Welcome to another edition of Ask ARSE, where our followers probe us for answers about the deep unknown.
Today's question is from a follower in our official Australian Space Society about the big, slender tubes that penetrate the atmosphere and venture into the murky womb of space.
"Hi ARSE, I watched the Starship test launch you posted. Thanks for that. I was wondering how the Starship stacks up against the shuttle rockets?" - Garth, 32
Hi Gareth and thank you for inquiring about the future and history. We often think about pointy bois from the past and think about how far we've come.
This is a great question and we can't wait to get started.
So let's go!
The most obvious difference is the era they exist in. For Saturn V, it was the 1960s and NASA using subcontractors with the available technology at the time.
Starship has only begun its potential era in space exploration. We'd say it hasn't 'found its feet yet' because it literally hasn't landed without crashing yet, but we won't. Because that pun is too easy.
The Saturn V rockets burned a fuel called Kerolox - a hybrid of liquid oxygen and kerosene - during the first launch stage within our atmosphere. For the second and third launch stages, a hybrid of liquid hydrogen and liquid oxygen - called Hydrolox - is used in space.

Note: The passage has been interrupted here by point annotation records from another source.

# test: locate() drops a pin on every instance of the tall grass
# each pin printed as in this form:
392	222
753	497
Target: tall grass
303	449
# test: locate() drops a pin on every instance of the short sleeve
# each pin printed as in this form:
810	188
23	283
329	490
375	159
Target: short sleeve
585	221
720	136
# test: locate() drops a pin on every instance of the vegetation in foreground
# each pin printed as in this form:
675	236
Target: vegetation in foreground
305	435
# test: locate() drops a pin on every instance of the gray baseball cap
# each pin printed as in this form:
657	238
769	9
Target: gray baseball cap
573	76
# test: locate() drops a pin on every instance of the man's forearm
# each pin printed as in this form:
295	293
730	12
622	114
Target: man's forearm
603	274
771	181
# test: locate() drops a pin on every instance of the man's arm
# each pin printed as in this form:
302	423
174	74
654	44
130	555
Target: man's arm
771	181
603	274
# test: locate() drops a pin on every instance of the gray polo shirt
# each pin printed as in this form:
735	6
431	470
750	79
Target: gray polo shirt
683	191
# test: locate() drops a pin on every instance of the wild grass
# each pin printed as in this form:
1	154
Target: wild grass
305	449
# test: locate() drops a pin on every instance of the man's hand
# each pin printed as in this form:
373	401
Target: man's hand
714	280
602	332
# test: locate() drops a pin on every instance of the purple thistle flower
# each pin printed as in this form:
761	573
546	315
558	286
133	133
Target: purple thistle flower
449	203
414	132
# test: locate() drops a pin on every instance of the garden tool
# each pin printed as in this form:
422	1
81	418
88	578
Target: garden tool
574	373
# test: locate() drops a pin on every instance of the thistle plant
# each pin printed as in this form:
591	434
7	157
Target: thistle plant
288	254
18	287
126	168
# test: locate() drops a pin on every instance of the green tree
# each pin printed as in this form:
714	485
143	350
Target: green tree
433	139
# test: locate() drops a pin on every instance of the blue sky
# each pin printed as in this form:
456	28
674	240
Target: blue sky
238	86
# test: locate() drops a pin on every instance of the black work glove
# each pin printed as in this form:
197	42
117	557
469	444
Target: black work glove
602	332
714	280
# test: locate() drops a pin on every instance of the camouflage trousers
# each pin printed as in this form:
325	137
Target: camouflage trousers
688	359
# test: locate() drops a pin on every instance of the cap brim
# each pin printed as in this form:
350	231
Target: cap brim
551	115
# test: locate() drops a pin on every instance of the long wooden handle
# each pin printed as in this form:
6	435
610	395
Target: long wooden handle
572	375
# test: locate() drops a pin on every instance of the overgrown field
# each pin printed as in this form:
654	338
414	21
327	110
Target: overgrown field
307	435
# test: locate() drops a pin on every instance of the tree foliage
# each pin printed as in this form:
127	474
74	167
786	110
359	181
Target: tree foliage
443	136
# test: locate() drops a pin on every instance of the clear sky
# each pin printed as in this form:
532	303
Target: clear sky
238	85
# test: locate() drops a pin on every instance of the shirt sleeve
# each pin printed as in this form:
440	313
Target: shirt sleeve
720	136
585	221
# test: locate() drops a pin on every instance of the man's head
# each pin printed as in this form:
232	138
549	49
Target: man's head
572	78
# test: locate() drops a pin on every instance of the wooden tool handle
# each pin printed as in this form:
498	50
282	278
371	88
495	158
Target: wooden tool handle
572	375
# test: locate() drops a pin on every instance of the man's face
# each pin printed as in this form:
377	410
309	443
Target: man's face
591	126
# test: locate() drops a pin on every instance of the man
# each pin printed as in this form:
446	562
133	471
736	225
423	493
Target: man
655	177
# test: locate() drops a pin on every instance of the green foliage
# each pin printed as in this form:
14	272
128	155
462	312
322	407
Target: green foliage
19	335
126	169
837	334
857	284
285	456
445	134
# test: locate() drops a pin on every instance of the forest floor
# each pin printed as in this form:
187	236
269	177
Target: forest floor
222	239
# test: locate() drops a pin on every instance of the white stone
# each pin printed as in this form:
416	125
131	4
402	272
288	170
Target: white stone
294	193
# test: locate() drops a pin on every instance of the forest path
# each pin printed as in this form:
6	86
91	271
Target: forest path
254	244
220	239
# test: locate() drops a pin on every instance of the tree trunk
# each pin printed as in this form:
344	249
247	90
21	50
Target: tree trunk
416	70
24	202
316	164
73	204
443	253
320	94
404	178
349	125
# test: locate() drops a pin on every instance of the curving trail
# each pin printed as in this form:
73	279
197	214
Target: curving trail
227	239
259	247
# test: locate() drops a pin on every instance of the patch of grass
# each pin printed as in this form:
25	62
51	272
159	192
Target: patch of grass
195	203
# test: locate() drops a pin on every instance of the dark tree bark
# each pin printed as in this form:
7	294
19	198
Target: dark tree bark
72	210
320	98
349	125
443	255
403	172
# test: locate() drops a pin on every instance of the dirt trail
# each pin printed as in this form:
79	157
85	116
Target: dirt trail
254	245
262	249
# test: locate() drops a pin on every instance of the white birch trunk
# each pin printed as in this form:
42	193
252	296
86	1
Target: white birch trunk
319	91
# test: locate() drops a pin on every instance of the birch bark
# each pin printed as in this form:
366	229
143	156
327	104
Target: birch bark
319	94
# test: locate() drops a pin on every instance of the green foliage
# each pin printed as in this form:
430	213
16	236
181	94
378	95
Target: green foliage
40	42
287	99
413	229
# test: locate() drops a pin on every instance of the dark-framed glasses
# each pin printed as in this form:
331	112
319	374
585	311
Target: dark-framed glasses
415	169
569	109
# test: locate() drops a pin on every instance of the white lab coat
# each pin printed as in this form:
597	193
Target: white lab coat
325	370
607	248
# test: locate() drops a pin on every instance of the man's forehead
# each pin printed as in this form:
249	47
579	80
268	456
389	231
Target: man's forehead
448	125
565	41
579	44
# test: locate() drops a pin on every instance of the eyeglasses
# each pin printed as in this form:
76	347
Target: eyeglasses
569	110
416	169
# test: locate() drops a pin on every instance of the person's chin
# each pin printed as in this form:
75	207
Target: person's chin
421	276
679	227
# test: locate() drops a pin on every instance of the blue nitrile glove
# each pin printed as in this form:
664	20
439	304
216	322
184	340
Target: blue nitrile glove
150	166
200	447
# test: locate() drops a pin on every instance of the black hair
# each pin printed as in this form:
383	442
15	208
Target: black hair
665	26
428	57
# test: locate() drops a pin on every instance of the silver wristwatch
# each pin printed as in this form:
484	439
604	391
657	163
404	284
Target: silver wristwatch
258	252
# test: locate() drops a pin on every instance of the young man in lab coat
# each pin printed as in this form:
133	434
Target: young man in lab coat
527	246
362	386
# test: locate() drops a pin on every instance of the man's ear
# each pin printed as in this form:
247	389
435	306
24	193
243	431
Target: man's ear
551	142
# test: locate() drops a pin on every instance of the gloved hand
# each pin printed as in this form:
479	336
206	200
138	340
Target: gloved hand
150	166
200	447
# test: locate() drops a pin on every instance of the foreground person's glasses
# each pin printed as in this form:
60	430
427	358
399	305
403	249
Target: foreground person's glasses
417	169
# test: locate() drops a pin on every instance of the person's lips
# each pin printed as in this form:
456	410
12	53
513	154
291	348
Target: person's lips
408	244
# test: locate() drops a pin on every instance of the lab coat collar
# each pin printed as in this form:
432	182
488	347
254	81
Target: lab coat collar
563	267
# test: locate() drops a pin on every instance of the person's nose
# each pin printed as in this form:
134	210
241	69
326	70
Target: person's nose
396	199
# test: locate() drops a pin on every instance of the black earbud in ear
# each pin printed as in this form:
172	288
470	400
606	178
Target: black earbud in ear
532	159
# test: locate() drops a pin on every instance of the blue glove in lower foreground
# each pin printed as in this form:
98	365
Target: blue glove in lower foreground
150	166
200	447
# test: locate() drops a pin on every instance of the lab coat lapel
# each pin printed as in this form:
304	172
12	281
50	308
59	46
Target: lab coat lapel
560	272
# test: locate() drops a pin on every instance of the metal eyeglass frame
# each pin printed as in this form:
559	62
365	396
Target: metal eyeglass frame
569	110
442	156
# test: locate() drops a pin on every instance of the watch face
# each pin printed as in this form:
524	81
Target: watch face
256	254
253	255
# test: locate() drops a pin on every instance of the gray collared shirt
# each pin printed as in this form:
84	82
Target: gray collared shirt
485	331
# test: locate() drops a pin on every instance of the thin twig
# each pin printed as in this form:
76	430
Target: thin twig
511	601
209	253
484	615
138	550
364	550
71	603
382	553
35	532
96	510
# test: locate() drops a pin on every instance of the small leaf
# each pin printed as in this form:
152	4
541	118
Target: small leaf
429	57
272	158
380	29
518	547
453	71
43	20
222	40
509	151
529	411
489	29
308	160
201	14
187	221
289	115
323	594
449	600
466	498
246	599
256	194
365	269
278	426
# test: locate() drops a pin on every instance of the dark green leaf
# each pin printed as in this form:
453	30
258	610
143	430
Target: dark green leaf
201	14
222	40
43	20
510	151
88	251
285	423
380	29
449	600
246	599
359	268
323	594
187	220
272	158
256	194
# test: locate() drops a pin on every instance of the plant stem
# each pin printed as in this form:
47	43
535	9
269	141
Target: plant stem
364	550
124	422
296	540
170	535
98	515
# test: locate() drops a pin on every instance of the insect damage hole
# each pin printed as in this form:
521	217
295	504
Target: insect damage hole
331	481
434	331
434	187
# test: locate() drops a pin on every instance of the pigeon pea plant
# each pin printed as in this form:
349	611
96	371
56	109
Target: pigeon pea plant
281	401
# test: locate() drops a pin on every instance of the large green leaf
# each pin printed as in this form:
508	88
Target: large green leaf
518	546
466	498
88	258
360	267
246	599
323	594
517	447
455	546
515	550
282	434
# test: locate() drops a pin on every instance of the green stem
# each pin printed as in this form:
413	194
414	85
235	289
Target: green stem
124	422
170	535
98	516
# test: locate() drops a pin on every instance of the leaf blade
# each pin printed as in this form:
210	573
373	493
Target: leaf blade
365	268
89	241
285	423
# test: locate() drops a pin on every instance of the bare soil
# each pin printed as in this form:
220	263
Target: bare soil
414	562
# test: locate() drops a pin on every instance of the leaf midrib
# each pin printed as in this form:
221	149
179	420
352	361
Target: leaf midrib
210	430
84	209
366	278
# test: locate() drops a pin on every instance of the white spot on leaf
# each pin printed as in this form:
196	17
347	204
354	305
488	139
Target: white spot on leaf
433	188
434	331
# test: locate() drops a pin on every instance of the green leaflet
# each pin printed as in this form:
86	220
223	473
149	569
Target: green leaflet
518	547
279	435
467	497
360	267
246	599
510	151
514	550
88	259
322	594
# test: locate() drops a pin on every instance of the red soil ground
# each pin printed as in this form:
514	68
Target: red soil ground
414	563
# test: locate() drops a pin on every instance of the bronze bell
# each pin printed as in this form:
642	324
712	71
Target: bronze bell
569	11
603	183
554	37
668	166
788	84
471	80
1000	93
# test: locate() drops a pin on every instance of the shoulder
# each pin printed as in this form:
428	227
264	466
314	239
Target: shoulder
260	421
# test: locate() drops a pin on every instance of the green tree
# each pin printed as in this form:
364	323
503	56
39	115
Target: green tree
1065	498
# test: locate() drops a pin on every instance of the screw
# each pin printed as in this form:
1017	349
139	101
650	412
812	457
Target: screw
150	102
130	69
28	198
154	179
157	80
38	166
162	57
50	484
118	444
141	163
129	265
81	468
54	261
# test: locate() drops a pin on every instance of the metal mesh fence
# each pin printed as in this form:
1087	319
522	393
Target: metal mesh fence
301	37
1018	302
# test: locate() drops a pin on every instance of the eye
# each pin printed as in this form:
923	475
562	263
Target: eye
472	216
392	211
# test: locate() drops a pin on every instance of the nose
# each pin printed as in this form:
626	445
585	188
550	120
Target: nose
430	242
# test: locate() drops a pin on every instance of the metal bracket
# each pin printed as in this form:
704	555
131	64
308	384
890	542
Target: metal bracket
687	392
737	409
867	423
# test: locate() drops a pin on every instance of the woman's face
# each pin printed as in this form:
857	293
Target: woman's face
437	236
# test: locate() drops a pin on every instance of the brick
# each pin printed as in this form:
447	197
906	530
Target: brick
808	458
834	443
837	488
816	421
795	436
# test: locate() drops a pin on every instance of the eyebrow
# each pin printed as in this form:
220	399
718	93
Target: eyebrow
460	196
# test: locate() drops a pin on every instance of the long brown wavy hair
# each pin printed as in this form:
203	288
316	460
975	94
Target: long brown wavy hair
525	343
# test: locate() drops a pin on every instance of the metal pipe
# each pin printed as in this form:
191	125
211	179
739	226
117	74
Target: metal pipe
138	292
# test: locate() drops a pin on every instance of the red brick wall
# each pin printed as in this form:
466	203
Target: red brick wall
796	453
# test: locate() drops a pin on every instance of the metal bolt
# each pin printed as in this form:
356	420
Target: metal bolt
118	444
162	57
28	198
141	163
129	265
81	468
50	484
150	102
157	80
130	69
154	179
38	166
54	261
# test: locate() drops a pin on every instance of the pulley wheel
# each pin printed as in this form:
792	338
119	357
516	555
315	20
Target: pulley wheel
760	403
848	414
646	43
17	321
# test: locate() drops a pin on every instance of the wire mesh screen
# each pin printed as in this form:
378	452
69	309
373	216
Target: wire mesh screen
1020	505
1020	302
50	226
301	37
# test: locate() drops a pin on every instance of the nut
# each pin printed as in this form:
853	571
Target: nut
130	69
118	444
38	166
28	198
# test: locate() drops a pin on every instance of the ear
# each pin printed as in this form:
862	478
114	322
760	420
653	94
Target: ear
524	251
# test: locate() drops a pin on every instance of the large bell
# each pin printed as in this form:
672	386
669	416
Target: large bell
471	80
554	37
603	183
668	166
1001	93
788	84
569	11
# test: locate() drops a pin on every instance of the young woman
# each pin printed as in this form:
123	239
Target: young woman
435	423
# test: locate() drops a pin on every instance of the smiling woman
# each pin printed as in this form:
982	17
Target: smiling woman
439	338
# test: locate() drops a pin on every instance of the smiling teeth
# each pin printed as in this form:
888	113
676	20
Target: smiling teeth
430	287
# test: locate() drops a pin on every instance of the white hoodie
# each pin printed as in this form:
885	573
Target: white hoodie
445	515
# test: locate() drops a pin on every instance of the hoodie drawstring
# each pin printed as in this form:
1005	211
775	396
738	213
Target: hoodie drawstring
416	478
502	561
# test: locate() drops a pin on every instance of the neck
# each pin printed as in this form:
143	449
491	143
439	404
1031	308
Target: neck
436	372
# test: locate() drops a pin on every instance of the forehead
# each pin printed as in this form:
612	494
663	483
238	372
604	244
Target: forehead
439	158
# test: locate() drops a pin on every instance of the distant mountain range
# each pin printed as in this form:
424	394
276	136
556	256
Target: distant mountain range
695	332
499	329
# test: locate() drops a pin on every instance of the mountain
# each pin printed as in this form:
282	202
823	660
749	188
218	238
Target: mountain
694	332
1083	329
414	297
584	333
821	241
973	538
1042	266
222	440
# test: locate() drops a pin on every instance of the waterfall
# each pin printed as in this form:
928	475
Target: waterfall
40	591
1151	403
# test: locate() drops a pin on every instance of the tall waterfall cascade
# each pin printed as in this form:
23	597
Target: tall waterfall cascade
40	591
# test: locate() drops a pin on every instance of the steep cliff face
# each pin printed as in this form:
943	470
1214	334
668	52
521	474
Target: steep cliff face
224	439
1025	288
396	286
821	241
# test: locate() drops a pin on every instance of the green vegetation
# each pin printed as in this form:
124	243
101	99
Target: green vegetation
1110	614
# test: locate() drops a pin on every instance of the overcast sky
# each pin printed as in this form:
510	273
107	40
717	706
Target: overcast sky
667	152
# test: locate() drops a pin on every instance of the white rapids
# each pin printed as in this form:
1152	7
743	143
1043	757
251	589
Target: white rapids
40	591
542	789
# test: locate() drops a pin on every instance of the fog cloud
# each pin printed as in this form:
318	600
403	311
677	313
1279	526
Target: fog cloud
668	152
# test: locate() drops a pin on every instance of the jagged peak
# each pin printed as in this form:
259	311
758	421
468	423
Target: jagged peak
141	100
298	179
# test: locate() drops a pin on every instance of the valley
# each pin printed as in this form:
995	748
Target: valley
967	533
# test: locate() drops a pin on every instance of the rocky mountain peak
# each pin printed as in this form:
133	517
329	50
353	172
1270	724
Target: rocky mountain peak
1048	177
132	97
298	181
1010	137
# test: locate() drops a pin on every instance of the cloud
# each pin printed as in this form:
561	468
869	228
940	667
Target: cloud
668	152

SpaceX's Starship has an ace-in-the-hole; Methalox, a mix of liquid methane and liquid oxygen. The unique feature of Methalox is it burns in both first and second stages without switching fuel types. Plus, there is no third stage needed with SpaceX tech.
This simplifies the launch process two-fold: only one fuel type is needed and only two stages to journey into space.
“There is no other rocket engine capable of producing as much energy out of liquid methane and liquid oxygen as the Raptor engine,” says Tim Dodd, an industry expert who runs the popular Everyday Astronaut YouTube channel. “And making it more reusable with little to no refurbishment is the idea. That’s definitely going to help their business case if they can just fly over and over.”
The final bonus to using Methalox is reusability. As it stands, Starships first and second stages will be 100% reusable because both the first and second stages can be recovered and reused. Current projections say Starship can launch up to 1,000 times using Methalox. But we'll reserve judgment until we see for ourselves.
Shuttles from the mid-20th century were expendable, even though NASA did propose to recover the first stage.
The Saturn V rocket is still considered one of the most powerful rockets ever with approximately 3.4 million kg of thrust.
Impressive, but how does Starship potentially stack up?
If all goes to plan, Starships will be more than twice Saturn's by packing around 7.3 million kg of thrust! And that's just on its first stage. This number is with the projected maximum of 37 engines. However, even with the minimum number of engines to get to orbit (24), Starship will still be more powerful than the Saturn V.
With both spacecraft side by side in full-stack (all stages applied like a launch) Starship towers over all rivals, including the Saturn V. If true, and Starship resembles the diagram above when complete, it will be the tallest rocket in the world at full-stack.
As mentioned in point number 1, Saturn V was built by various companies under a subcontractor agreement to NASA.
The following is a list of contractors who worked on various Saturn missions:
Boeing built the first stage rocket on S-IC
North American Aviation built the second on S-II
Douglas Aircraft Company the third on S-IVB
Rocketdyne built the F1 first stage engine & J2 second & third stage engines.
Where Starship differs?
It is thoroughly a SpaceX venture.
All of the major components of Starship - from the first and second stage to the engines - are designed, developed, and manufactured by SpaceX itself.
Even NASA has outsourced to SpaceX as they have historically done. With the list of subcontractors above, we can see how one lone bill could be appealing.
Thanks for joining us in another edition of Ask ARSE.